L’îlot de l’IA. La vague de licenciements sans précédent qui touche le secteur technologique épargne les ingénieurs en intelligence artificielle et autres data scientists. Il y avait déjà une pénurie pour ce type de talents et les entreprises ont besoin de leur expertise dans l’apprentissage machine et la préparation des bases de données sur lesquelles s’entraînent ces programmes.
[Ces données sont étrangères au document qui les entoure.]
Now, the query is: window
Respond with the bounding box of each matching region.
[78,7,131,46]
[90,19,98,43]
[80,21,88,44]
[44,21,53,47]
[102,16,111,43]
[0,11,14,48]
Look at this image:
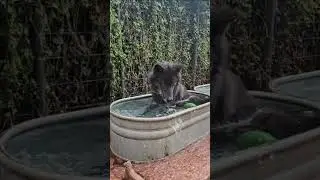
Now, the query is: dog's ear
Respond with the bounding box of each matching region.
[172,63,183,73]
[153,63,164,73]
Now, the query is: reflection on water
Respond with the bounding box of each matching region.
[111,95,210,117]
[7,119,109,177]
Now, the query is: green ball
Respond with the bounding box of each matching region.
[183,103,197,109]
[236,130,277,149]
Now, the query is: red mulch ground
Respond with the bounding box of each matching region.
[110,135,210,180]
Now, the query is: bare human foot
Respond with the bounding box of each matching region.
[123,161,144,180]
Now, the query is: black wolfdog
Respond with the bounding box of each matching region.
[148,61,190,104]
[210,6,256,123]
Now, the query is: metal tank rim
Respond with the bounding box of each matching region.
[210,91,320,176]
[0,106,109,180]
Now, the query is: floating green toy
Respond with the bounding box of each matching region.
[236,130,277,149]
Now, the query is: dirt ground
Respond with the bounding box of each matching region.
[110,135,210,180]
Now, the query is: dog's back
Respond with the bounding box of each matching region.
[148,61,189,104]
[210,6,256,122]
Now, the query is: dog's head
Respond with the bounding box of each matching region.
[148,62,183,104]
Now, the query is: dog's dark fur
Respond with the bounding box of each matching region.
[210,6,256,123]
[148,61,190,104]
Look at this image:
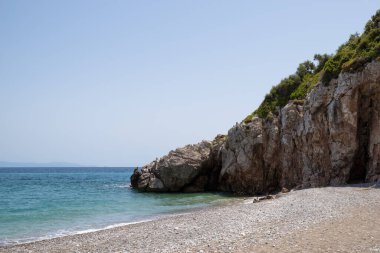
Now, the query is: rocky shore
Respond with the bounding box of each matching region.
[0,185,380,252]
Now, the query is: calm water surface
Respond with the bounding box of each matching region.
[0,168,231,245]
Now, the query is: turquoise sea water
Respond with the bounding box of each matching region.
[0,168,230,245]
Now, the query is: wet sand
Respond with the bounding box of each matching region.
[0,186,380,252]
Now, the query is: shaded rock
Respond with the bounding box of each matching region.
[131,141,218,192]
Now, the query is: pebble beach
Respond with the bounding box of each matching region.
[0,185,380,252]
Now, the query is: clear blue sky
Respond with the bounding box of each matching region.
[0,0,380,166]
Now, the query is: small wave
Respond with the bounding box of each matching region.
[0,219,153,246]
[103,183,131,189]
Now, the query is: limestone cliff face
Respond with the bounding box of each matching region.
[132,62,380,194]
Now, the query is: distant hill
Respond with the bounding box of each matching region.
[0,161,89,167]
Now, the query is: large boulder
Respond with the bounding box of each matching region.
[131,141,223,192]
[131,61,380,194]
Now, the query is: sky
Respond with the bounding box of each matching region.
[0,0,380,166]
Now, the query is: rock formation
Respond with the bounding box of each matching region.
[131,61,380,194]
[131,61,380,194]
[131,135,225,192]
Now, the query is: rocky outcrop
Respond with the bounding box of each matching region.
[131,136,224,192]
[132,61,380,194]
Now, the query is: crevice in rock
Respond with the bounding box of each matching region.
[347,92,373,183]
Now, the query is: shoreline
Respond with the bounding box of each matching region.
[0,186,380,252]
[0,193,243,247]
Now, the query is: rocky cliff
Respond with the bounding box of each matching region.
[131,61,380,194]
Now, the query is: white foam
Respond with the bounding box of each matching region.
[0,219,153,246]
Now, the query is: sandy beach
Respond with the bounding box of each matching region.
[0,186,380,252]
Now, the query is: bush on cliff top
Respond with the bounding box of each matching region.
[244,10,380,122]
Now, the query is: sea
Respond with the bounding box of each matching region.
[0,167,232,245]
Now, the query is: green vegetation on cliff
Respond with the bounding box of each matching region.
[244,10,380,122]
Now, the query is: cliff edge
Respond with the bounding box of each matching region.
[131,11,380,194]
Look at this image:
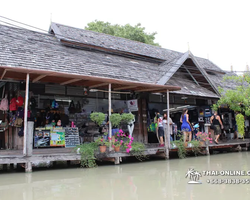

Executive Vice President en charge des sujets web3 au sein de Mantu, un acteur international de la transformation numérique des entreprises dont le siège est à Genève et qui emploie 10000 personnes dans le monde, Mathieu Ragetly explique:
«Pour l’instant, l’IA est préservée par rapport au reste de la tech. Les entreprises considèrent l’IA comme un différenciateur. Donc, il y a des recrutements. Toutefois, comme pour le web3, les perspectives de retours sur investissement sont aléatoires. Les entreprises et les investisseurs dans les start-up ont besoin de concret. Il y aura donc des licenciements à venir. Mais je ne suis pas inquiet pour ce vivier. Il y a une pénurie de spécialistes depuis des années. Ils rebondiront dans d’autres projets.»
Pour Sacha Labourey, le CEO de Cloudbees, une entreprise de logiciels qui emploie 600 personnes entre la Suisse et les Etats-Unis:
«L’IA c’est l’excitation du moment. Et alors qu’il s’agit de faire mieux avec moins de ressource, l’IA, dont c’est exactement la logique, est naturellement privilégiée.»
Cela dit, il y a aussi quelques signaux qui montrent que les ingénieurs en intelligence artificielle ne sont pas complètement à l’abri des restructurations de la tech. La semaine dernière:
Deepmind, la filiale de Google-Alphabet qui avait développé une IA pour battre les meilleurs joueurs de go, a annoncé la fermeture de sa filiale au Canada.
La réduction de 3900 postes d’IBM devrait aussi toucher le personnel de sa division Watson Health spécialisée dans l’IA médicale.
L’IA qui code. Les IA génératives ne se contentent pas de produire des textes ou des images. Certaines transforment du langage naturelle en code informatique, comme:
Codex d’OpenAI (l’entreprise derrière ChatPGT).
AlphaCode de Deepmind.
Sacha Labourey observe:
«Même les gens de la tech sont bluffés par GPT 3.5 (le modèle d’IA sous-jacent de ChatGPT) car il change le développement même des logiciels.»
Pour Helga Rietz-Pankoke, responsable de la communication scientifique du AI Center de l’Ecole polytechnique de Zurich:
«Ces outils vont rendre le codage de programmes beaucoup plus accessibles et l’utilisation d’outils comme GPT va devenir une nouvelle compétence.»
Le grand remplacement. En viendra-t-on à ce que ces logiciels remplacent les informaticiens qui les mettent au point? Le blogueur technologique Robert Scoble nous fait une réponse radicale:
«Nous n'utiliserons plus Microsoft Windows ou des ordinateurs en 2D dans une décennie. Nous serons dans un espace virtuel en 3D dirigé par l'IA. La seule façon d'obtenir de la croissance sera donc de créer des produits pour ce nouveau monde. Pour cela, il faut abandonner les anciennes techniques logicielles et se tourner rapidement vers l'IA.»